Der Kläger kann deshalb auch nicht geltend machen, er sei mit dem Vertrag als solchem "belastet", da er - wenn ihm das von ihm behauptete Verhalten der Beklagten offenkundig geworden wäre - die Vertragsverhandlungen abgebrochen hätte. Hinsichtlich der Vertragslaufzeit liegt dies auf der Hand: Der Kläger hätte nämlich vielmehr darauf gedrängt, dass der Vertragstext entsprechend den geführten Verhandlungen umgesetzt worden wäre. In diesem Fall hätte der Kläger sein Ziel - durch eine ausdrückliche Vereinbarung, die der Senat erst im Wege der Auslegung gewonnen hat - erreicht.

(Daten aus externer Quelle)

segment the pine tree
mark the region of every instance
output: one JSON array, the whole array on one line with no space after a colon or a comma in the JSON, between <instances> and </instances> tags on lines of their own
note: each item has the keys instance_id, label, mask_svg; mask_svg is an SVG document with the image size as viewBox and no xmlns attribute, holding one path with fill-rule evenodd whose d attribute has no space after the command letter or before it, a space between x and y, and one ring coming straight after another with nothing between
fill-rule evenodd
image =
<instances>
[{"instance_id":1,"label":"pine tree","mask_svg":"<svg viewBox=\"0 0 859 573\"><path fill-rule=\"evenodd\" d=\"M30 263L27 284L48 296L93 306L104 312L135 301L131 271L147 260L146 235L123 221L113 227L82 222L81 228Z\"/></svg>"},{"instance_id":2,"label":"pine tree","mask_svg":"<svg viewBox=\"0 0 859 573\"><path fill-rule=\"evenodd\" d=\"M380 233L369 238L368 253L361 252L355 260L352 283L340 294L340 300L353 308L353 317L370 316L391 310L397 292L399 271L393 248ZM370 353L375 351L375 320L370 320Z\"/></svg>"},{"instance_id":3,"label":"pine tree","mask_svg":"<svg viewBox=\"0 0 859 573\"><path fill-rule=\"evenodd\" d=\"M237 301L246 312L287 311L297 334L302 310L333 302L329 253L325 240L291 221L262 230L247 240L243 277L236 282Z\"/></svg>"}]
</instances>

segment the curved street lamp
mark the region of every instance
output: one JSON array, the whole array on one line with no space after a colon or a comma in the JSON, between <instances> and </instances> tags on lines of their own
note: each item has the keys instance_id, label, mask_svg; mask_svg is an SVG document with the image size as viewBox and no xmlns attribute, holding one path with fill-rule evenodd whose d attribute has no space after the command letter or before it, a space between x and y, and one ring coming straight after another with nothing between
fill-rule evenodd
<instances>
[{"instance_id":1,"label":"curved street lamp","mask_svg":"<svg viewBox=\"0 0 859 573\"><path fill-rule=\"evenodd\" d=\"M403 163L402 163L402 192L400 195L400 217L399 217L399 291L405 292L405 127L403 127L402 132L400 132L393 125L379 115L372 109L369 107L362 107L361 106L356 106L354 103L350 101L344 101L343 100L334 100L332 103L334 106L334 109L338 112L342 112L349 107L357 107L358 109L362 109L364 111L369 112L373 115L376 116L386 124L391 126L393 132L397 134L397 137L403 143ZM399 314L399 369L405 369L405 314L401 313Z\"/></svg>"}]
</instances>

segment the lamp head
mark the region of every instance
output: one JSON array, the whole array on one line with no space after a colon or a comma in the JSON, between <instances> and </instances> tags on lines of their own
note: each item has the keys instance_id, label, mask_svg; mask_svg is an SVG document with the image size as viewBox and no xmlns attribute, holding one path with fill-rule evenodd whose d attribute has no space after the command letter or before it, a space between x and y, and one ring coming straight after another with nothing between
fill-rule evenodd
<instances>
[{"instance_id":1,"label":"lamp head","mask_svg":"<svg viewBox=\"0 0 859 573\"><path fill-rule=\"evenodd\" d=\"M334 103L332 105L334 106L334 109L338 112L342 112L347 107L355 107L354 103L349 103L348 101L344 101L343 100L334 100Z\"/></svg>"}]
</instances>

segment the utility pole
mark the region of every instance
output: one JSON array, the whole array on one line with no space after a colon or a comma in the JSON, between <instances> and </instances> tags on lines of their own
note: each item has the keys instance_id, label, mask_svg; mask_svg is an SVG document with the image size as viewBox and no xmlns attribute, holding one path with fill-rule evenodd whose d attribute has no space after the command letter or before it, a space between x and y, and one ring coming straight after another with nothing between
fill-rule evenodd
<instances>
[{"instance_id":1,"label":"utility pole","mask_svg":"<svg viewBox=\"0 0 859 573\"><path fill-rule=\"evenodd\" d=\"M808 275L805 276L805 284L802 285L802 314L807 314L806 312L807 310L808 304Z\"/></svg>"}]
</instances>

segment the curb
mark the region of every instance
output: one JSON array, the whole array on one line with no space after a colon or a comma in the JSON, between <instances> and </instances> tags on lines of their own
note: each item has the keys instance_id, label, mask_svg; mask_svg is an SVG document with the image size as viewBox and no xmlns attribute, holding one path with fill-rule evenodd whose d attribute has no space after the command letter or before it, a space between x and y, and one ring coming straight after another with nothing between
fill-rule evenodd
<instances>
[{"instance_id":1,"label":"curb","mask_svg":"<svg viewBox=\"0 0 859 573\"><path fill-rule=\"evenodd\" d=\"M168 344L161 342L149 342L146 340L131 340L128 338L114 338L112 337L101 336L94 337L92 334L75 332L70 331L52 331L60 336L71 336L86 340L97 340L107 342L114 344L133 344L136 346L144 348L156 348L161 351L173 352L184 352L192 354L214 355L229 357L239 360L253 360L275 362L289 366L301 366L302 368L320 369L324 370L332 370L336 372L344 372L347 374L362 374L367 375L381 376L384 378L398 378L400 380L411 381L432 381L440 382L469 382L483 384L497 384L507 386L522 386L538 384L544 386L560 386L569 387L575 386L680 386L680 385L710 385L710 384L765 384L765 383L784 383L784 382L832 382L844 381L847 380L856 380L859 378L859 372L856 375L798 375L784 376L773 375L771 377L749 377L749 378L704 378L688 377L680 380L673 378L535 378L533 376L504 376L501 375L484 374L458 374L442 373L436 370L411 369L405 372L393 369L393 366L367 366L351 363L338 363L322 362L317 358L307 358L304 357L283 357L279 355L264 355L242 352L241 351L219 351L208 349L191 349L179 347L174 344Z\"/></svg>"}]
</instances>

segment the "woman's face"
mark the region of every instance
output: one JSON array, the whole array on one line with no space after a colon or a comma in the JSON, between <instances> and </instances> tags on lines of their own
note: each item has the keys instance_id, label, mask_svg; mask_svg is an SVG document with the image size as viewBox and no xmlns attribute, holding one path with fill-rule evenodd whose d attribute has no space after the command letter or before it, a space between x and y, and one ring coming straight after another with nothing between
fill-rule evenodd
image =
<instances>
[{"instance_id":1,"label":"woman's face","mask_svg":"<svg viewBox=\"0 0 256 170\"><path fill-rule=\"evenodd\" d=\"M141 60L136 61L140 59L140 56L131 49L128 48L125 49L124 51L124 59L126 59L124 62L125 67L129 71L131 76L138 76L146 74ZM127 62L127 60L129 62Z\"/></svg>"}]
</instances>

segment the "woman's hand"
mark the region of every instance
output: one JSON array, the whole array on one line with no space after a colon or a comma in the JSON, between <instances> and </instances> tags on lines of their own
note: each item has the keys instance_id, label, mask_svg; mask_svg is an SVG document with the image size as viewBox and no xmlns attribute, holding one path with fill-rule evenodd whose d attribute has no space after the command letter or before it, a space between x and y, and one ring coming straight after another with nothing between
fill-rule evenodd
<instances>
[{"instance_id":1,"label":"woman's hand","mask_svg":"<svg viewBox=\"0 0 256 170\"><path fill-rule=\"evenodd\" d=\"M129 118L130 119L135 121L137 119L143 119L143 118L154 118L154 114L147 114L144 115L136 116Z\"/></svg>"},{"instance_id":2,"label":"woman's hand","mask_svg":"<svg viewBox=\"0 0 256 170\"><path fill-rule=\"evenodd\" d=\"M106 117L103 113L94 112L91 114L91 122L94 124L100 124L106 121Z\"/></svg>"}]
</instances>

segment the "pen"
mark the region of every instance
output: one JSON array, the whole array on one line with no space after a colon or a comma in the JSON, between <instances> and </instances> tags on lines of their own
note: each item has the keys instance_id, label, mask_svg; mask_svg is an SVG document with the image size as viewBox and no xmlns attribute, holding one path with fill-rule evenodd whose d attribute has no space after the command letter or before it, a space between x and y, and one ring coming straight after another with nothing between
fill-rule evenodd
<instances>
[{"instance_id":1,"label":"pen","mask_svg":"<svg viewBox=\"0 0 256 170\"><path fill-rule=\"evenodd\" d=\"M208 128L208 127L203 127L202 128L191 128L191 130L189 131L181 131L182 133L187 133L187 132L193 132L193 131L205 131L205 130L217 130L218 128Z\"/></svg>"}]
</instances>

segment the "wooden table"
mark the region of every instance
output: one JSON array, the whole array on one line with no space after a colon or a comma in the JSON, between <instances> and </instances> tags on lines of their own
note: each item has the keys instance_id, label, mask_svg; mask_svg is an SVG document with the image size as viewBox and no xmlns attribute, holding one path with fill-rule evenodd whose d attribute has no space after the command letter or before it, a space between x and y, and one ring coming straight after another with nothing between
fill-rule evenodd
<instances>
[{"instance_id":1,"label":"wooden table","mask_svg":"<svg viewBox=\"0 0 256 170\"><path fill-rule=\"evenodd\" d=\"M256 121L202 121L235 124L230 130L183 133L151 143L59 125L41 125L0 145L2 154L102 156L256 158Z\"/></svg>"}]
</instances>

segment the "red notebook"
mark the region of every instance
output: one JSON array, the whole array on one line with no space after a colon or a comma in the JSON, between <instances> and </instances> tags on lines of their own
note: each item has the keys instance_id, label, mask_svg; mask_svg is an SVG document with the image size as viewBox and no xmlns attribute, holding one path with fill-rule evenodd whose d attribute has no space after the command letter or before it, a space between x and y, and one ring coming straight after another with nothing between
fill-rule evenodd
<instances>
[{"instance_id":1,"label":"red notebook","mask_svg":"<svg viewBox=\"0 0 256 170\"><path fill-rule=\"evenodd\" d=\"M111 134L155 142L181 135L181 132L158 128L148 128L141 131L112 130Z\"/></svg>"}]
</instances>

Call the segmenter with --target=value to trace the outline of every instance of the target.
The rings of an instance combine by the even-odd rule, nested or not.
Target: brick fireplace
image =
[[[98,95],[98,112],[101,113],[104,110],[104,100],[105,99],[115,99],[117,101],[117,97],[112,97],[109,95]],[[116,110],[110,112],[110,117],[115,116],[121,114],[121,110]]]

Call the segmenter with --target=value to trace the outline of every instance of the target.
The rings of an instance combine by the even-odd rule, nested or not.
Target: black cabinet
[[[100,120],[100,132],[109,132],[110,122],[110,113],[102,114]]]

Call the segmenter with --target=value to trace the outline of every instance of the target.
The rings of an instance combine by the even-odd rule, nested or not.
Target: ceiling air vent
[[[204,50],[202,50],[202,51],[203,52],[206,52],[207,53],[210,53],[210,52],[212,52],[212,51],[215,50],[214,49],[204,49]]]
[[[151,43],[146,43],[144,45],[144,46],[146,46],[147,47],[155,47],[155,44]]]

b) Der Kläger kann einen Schadensersatzanspruch auch nicht auf seine Behauptung stützen, die Beklagten hätten ihn bei Abschluss des Vertrages getäuscht, da sie schon damals die Absicht gehabt hätten, sich später gegenüber dem Kläger auf die Sittenwidrigkeit des Vertrages zu berufen und demzufolge - entgegen den beim Kläger erweckten Erwartungen - aus der Sozietät "auszubrechen"; die Beklagten hätten also gleichsam - wie der Kläger in der mündlichen Verhandlung geltend gemacht hat - mit einem "Mentalvorbehalt" gehandelt. Abgesehen davon, dass der Senat keine Anhaltspunkte für die Sittenwidrigkeit des Sozietätsvertrages hat, würde es sich bei dieser Einschätzung lediglich um eine besondere Rechtsauffassung der Beklagten handeln, die allerdings am bestehenden Vertrag - und damit gerade an durchsetzbaren Rechten des Klägers - nichts geändert hätte. Warum die Beklagten gehalten sein sollten, eine solche Rechtsauffassung dem Kläger gegenüber bei Vertragsschluss zu offenbaren, ist nicht ersichtlich. Es besteht zudem keine Pflicht, bestimmte Rechtsauffassungen nicht zu vertreten; im Verhältnis zum Vertragspartner zählt die Unterschrift, durch die hier - wie der Senat bereits ausgeführt hat - ein wirksames Vertragsverhältnis entstanden ist. Hinzu kommt, dass der Vortrag des Klägers hinsichtlich des Verhaltens der Beklagten bei Vertragsschluss - der Sozietätsvertrag ist am 15. September 2001 abgeschlossen worden - lediglich spekulativ ist. Allein aus späteren Querelen kann nicht geschlossen werden, dass die Beklagten den Vertrag von Anfang an für sittenwidrig hielten und deshalb gleichsam mit einem "mentalen Vorbehalt" die Zusammenarbeit mit dem Kläger in der Absicht begonnen haben, aus dem Vertrag sodann "auszubrechen". Die wechselseitigen Kündigungen der Parteien sind im Januar bzw. Februar 2005 erfolgt. Anlass dafür waren unterschiedliche Auffassungen der Parteien über einzelne Aspekte der Zusammenarbeit in der Sozietät. Inwieweit diese Geschehnisse mit einem vom Kläger behaupteten Verhalten bzw. einer inneren Einstellung der Beklagten im September 2001 zusammengehangen haben sollten, ist nicht erkennbar.

3. Die Kostenentscheidung beruht auf § 97 ZPO; die Entscheidung zur vorläufigen Vollstreckbarkeit ergibt sich aus §§ 708 Nr. 10, 711 ZPO. Die Voraussetzungen für die Zulassung der Revision (§ 543 Abs. 2 ZPO) liegen nicht vor.